Poker Europas größte Airline will 90 der 140 Flugzeuge der Pleite-Gesellschaft übernehmen

FRANKFURT rtr/afp | Der größte Teil der insolventen Fluggesellschaft Air Berlin könnte schon bald beim Konkurrenten Lufthansa landen. Insider sagten Reuters, Lufthansa wolle bis zu 90 der 140 Maschinen übernehmen, darunter die Tochter Niki mit 20 Flugzeugen. Auch der britische Billigflieger Easyjet soll sich für die Maschinen von Niki interessieren.

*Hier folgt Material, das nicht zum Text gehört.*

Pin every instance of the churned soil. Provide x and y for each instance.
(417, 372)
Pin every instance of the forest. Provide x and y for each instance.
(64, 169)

„Wir brauchen einen deutschen Champion im internatio­nalen Luftverkehr“, sagte Verkehrsminister Alexander Dobrindt (CSU) der Rheinischen Post. Deswegen solle Lufthansa wesentliche Teile von Air Berlin übernehmen, regionale Monopole dürften dabei keine Rolle spielen.

Air Berlin hatte am Dienstag Insolvenz angemeldet, weil Großaktionär Etihad kein Geld mehr zuschießen wollte. Unmittelbar darauf hatte der Bund angekündigt, die Airline mit einem 150 Millionen Euro schweren Überbrückungskredit zu stützen. Wirtschaftsstaatssekretär Matthias Machnig (SPD) ging am Donnerstag davon aus, dass Kredit und Verkauf von Air Berlin die Zustimmung der Wettbewerbshüter bei der EU-Kommission bekämen. Je größer die Teile sind, in die die zweitgrößte deutsche Fluggesellschaft zerschlagen wird, desto größer ist die Chance, dass sich Brüssel für zuständig erklärt und die Entscheidung nicht dem Bundeskartellamt überlässt. Dessen Präsident Andreas Mundt sagte, seine Behörde werde sich die Pläne „gegebenenfalls sehr genau ansehen“. Deutschlandweit wickelt die Lufthansa derzeit 68 Prozent der Inlandsflüge ab, Air Berlin 27 Prozent.

Offenbar will Lufthansa 90 Flugzeuge von Air Berlin unter der Marke Eurowings weiterbetreiben. 38 Maschinen hat die europäische Nummer 1 bereits jetzt samt Crews von Air Berlin gemietet. Die Verhandlungen sollen am Wochenende beginnen. „Geht alles glatt, könnte Air Berlin bereits im September zerlegt sein“, berichtet die SZ.

Alle 8.500 Stellen der Fluggesellschaft sind offenbar nicht zu retten. Die Gewerkschaft Verdi macht sich vor allem Sorgen um die 1.000 Mitarbeiter in der Verwaltung und 850 in der Technik. Die Käufer sollten „Beschäftigte von Air Berlin zu fairen Konditionen übernehmen“, forderte Bundesvorstand Christine Behle.

Zum Verkauf stehen vor allem Start- und Landerechte (Slots). Sie standen Ende 2016 noch mit 80 Millionen Euro in der Bilanz von Air Berlin. Aus dem Erlös soll der Kredit der Staatsbank KfW getilgt werden.